Dug’s Windjammer Casino was the dream of a world traveler who operated Dug’s West Indies restaurant in northern Carson City for nine years.

“Dug Picking was a fabulous guy from Estonia, who spent most of his early years on sailing vessels,” former Nevada Appeal staffer Sue Morrow recalled.

Retired AP Capital Bureau reporter Brendan Riley remembered Picking as a nice guy and the West Indies as a popular hangout during the Legislative sessions.

The building that was torn down was a replica of a lighthouse that would supposedly shine a light up Highway 50 to draw travelers.

Picking was a merchant marine for 20 years before he arrived in Western Nevada.

He told R-C writer Alice McMorris that he’d had the idea of building the casino since 1973 when he bought the land at 50 and 395.

When Picking decided to execute his plans, he gathered an eight-person board of directors for the corporation and offered stock to Nevada residents.

He managed to raise enough money to build the four-story lighthouse building before going bankrupt.

A mechanic’s lien filed by the architect in the amount of $637,000 on March 5, 1979, was the death knell for Dug’s Windjammer casino.

The building sat idle until the state leased it to house the Nevada Commission on Tourism before that agency moved to the Laxalt building.

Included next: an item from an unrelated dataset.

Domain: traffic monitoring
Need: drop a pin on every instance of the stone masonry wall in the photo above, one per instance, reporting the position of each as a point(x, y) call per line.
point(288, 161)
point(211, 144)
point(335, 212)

Developer John Serpa purchased the property and building in 1982, before plans for the Carson City bypass were announced in 1986.

In the late 1990s the building was back in the news when a jury awarded Serpa $5.65 million for six-plus acres, triple the amount the Nevada Department of Transportation’s appraisal suggested the property was worth.

The Sept. 24, 1999, decision had the state scrambling to examine where it had to purchase property for the bypass.

Morrow said Picking and his wife, Connie Jo, divorced after the casino deal fell through, and Picking moved to Mexico before returning to Nevada, where he lived in Las Vegas.